The next stage of research will aim to gain a preliminary understanding of burial customs, funerary systems, ritual activities, ceremonial frameworks, and spiritual beliefs at the site as well as roughly understand the settlement patterns, political geography, and resource supply and circulation systems in the area.
Multidisciplinary research will focus on settlement structure, artifact production techniques and raw material sources, resource control and utilization, ancient climate and environment, ritual scenarios and their meanings, the artistic and aesthetic value of excavated objects, the relationship between the Sanxingdui and Jinsha sites, and cultural exchanges between the ancient Shu civilization and other civilizations.
Under the theme "Civilizational Exchange from an Archaeological Perspective," the forum will feature an opening ceremony and main forum, as well as four sub-forums: "Decoding Civilization," "Global Dialogue," "Cultural Communication" and "Youth Innovation."

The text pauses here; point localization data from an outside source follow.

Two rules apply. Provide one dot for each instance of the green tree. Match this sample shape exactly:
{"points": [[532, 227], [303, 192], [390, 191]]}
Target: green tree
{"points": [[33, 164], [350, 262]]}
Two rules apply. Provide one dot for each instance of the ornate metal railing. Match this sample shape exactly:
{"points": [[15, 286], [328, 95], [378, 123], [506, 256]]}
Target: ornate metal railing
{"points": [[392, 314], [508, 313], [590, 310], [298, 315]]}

Under the theme "Civilizational Exchange from an Archaeological Perspective," the forum will feature an opening ceremony and main forum, as well as four sub-forums: "Decoding Civilization," "Global Dialogue," "Cultural Communication" and "Youth Innovation."
The sessions will explore the latest research on Sanxingdui archaeology, exchanges between Chinese and world civilizations, cultural heritage preservation and utilization, and public archaeology and cultural communication. The forum will also release the newest research findings and projects related to Sanxingdui, according to the press release.